NRIs don’t need tax clearance for new assignments abroad
A tax clearance certificate is currently required to be obtained only by a person domiciled in India
What are the tax benefits available for non-resident non-repatriable (NRNR) deposit account holders?
NRNR deposit scheme has been discontinued with effect from 1 April 2002. Hence, no fresh deposits will be accepted nor will existing deposits be renewed on or after 1 April 2002. The deposits under this scheme could be held for a period ranging from six months to three years. Consequently, this scheme is not in operation currently. Further, there are no specific tax benefits for income from NRNR deposits.
I have been a non-resident Indian (NRI) since 1985 and at present, I am based in the UK. Do I have to still produce a tax clearance certificate while taking a new assignment in another country?
A tax clearance certificate is currently required to be obtained only by a person domiciled in India and who is leaving the country in certain circumstances or by a person who is not domiciled in India but has come to India in connection with business, profession or employment and has income derived from any source in India. There is no need to obtain the certificate if the person is based outside India. Considering that you are not domiciled in India and are not departing after coming to India for business, profession or employment, you don’t need to obtain a tax clearance certificate.
I have heard that income arising from gifted property in the hands of an NRI is taxed. What is the tax liability?

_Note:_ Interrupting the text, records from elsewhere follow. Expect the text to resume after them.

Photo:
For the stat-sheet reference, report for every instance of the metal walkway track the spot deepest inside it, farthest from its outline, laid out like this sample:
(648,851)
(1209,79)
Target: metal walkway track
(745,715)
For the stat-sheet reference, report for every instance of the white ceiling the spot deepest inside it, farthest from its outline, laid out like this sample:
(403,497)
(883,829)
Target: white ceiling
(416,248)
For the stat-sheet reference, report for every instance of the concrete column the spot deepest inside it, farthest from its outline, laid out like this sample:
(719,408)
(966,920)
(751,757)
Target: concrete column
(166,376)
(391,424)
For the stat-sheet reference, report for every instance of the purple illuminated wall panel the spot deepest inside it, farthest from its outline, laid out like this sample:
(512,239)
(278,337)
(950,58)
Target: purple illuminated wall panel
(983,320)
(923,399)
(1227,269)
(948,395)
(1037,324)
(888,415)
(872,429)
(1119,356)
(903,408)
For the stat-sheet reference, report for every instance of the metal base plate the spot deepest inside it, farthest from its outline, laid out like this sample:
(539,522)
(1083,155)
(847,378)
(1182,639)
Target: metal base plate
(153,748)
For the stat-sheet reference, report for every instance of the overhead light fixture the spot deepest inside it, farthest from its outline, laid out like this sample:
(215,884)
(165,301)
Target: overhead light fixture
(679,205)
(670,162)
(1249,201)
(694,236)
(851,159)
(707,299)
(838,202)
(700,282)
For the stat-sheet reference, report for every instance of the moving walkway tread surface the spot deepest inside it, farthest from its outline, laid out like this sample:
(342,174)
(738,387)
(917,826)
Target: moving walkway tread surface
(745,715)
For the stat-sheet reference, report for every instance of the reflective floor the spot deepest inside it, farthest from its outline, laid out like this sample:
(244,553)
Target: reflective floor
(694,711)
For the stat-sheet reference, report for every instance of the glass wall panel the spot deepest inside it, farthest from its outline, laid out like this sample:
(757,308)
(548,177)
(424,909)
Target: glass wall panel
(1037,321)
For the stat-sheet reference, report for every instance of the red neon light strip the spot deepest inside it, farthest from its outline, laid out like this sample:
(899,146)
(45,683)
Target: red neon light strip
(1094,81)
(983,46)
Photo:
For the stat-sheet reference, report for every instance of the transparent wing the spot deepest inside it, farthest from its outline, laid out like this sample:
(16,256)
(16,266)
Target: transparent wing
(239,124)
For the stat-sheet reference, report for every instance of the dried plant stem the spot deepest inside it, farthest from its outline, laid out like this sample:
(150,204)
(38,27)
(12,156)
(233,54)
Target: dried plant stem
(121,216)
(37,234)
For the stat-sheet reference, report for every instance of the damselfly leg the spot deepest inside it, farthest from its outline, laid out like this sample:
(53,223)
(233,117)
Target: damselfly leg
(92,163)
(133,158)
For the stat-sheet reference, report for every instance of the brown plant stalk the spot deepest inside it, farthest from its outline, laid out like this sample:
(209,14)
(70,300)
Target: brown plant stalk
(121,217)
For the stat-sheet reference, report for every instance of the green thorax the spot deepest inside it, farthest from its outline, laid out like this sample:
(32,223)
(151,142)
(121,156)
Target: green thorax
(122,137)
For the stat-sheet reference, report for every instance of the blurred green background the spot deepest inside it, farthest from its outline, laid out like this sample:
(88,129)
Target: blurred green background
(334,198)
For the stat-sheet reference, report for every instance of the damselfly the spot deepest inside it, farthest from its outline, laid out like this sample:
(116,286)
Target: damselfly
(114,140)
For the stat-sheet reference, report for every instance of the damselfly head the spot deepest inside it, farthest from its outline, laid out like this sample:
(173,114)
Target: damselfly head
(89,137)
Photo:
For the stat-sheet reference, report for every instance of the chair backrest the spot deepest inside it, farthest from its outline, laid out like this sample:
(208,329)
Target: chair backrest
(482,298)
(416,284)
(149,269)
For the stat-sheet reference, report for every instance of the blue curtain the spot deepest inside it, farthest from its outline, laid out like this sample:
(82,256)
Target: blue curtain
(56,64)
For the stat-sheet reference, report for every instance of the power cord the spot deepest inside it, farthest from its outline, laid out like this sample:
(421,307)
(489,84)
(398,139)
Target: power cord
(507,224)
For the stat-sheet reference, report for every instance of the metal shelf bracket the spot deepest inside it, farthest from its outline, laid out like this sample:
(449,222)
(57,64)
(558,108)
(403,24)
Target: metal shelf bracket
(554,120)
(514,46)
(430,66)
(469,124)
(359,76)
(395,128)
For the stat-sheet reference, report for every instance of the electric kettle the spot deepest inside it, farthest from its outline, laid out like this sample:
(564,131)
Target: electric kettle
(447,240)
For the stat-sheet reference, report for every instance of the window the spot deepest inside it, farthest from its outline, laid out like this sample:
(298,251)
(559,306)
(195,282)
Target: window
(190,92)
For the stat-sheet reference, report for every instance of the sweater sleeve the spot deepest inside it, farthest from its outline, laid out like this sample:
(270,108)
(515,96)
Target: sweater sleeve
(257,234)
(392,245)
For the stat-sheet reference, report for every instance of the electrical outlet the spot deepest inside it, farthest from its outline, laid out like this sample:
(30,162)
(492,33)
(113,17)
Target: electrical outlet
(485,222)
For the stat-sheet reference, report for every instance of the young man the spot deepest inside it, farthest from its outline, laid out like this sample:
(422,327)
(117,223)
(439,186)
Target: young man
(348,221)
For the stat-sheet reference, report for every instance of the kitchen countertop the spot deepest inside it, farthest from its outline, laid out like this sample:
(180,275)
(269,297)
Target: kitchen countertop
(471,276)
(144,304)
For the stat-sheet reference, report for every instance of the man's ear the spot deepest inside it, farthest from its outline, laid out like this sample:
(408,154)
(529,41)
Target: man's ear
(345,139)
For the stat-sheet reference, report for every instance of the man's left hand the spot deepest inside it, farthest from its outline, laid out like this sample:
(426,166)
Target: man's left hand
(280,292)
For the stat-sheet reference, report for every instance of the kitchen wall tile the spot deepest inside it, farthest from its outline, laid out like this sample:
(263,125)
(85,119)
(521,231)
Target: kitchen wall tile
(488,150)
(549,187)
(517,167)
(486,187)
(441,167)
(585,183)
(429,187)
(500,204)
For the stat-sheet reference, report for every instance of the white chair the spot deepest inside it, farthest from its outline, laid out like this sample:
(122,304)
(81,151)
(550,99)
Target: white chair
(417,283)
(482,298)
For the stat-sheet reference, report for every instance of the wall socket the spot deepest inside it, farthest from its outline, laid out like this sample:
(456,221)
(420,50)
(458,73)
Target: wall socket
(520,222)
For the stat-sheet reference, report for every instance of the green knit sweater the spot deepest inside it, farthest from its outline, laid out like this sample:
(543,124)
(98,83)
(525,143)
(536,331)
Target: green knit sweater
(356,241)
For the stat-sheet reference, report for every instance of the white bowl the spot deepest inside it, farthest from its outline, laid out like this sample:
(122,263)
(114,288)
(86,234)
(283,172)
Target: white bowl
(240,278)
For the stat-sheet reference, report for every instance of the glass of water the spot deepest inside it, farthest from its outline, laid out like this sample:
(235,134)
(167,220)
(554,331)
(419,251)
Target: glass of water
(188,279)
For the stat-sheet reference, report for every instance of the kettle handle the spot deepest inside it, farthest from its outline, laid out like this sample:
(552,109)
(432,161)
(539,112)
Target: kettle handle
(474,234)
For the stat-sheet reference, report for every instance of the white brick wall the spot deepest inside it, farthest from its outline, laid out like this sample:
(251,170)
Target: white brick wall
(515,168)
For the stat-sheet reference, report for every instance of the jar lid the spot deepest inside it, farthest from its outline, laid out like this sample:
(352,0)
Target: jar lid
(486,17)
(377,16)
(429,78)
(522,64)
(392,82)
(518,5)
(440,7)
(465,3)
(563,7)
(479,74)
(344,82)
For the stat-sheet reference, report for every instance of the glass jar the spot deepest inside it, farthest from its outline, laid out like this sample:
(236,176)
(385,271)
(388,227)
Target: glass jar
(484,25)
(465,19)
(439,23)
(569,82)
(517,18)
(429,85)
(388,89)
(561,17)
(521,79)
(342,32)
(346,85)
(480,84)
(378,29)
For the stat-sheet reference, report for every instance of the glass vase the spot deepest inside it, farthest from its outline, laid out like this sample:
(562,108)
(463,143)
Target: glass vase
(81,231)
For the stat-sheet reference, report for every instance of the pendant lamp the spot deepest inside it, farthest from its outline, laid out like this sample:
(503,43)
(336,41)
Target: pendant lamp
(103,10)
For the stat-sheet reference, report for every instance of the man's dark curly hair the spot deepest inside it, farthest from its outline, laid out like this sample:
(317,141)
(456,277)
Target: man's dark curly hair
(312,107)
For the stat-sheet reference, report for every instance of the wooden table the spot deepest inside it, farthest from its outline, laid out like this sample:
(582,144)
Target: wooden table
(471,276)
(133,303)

If an individual receives a sum of money, immovable property, shares, securities, jewellery, drawings, paintings, archaeological collections, sculptures, any work of art or bullion as gift, the fair market value (stamp duty value in case of immovable property) of which exceeds Rs.50,000, then the value of such gifts would be taxable in the hands of the individual as income from other sources. This provision applies to residents as well as NRIs. If the gift is received from a relative, received on the occasion of the marriage of the individual, or under a Will or inheritance or in contemplation of death of the payer or donor, then such gifts would not be taxable. As per the income tax laws in India, income from other sources is taxed at 30% plus applicable surcharge and education cess. For an NRI, the applicable double taxation avoidance agreement will have to be examined for any benefits that may be available.